Fintech to protect vulnerable consumers
New services are emerging to help protect the elderly from financial fraud. The idea is to keep our parents and grandparents financially independent and at the same time protect their assets. These services are also in demand for teenagers and young people of student age, who are still funded by parents to help parents control costs and ensure accountability. One of the most popular services is Visa debit cards with the True Link Financial service, which allows you to block or allow only certain sellers.
The use of AI in the financial sphere
It’s no secret that banks use AI as a way to simplify customer service and partially automate simple financial products, freeing up scarce banking specialists. Risk assessment using AI also allows for more flexible and dynamic regulation of business lending in order to minimize the impact of the human factor.

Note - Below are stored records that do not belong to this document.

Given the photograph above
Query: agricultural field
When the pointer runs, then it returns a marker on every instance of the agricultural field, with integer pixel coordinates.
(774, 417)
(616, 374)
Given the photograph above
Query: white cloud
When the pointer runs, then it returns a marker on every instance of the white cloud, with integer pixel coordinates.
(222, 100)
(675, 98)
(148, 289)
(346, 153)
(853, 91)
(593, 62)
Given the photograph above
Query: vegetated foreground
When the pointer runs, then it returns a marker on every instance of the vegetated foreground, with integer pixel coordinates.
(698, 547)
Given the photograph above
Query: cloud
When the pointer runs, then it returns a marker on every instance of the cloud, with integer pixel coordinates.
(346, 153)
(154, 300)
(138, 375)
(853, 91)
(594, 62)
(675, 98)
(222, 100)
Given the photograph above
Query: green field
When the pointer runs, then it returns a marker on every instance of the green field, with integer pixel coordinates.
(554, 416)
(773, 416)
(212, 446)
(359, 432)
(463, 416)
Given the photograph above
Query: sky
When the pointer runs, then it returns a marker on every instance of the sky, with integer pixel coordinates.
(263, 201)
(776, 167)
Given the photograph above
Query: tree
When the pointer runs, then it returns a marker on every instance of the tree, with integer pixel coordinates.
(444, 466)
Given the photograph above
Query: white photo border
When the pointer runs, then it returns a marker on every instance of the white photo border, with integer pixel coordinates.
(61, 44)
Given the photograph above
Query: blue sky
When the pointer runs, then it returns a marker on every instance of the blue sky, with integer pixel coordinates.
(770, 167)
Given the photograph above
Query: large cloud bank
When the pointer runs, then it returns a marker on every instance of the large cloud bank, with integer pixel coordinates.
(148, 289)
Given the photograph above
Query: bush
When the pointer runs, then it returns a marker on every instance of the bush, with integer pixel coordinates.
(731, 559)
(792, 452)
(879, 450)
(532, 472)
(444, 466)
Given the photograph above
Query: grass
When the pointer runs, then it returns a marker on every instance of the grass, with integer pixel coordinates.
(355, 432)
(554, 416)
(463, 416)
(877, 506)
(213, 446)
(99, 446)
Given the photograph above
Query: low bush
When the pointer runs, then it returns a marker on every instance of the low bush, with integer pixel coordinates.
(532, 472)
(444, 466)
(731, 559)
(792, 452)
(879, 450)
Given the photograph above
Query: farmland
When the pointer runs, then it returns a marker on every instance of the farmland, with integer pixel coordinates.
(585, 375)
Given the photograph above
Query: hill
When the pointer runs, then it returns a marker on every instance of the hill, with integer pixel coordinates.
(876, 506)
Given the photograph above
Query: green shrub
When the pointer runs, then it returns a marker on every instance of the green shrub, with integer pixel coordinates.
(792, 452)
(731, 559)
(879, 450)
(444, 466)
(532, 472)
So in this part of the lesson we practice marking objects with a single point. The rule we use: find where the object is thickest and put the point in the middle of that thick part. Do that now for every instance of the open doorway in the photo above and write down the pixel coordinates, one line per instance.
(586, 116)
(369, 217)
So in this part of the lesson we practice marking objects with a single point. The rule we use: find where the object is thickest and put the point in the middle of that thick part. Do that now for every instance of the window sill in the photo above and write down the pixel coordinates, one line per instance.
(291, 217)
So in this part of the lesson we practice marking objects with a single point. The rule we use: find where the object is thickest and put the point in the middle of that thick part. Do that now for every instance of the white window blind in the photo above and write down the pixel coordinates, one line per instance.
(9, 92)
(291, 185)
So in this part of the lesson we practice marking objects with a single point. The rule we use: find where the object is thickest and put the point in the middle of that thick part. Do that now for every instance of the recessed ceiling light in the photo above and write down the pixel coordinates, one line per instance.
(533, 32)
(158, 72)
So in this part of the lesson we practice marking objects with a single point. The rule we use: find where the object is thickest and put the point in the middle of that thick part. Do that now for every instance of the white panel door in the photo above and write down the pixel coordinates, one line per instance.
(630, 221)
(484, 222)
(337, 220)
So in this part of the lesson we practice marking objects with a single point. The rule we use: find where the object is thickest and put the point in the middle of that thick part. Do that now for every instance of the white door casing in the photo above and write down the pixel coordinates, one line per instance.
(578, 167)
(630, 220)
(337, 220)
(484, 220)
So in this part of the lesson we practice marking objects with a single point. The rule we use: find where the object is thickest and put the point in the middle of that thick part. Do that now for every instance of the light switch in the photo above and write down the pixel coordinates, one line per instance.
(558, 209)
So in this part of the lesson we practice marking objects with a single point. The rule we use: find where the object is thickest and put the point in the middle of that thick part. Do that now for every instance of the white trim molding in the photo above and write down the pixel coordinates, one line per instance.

But AI is no longer a monopoly of large banks. AI as a service is now available at Google, Amazon and other companies, which allows developers who do not have experience with data to include AI in their products. And it has a huge potential for automating simple processes, which allows fintech companies to offer better, simpler and faster customer service than traditional banks.
Bet on youth
People aged 23-38, often referred to as “millennials”, are the largest able-bodied age group. But compared to previous generations, their financial behavior has undergone significant changes: they no longer seek to purchase real estate, preferring greater mobility, they are much more willing to invest in their own education and are extremely dissatisfied with the high cost of living. This age group is also less likely to be entrepreneurs than older people, despite surveys showing that they would like to start their own business. They have a clearer tendency to hoarding and minimizing expenses than to risky spending. Accordingly, services that are popular with the millennial generation must meet fairly simple requirements: have the simplest and friendliest interface, be aimed at saving money, financial planning and cost optimization.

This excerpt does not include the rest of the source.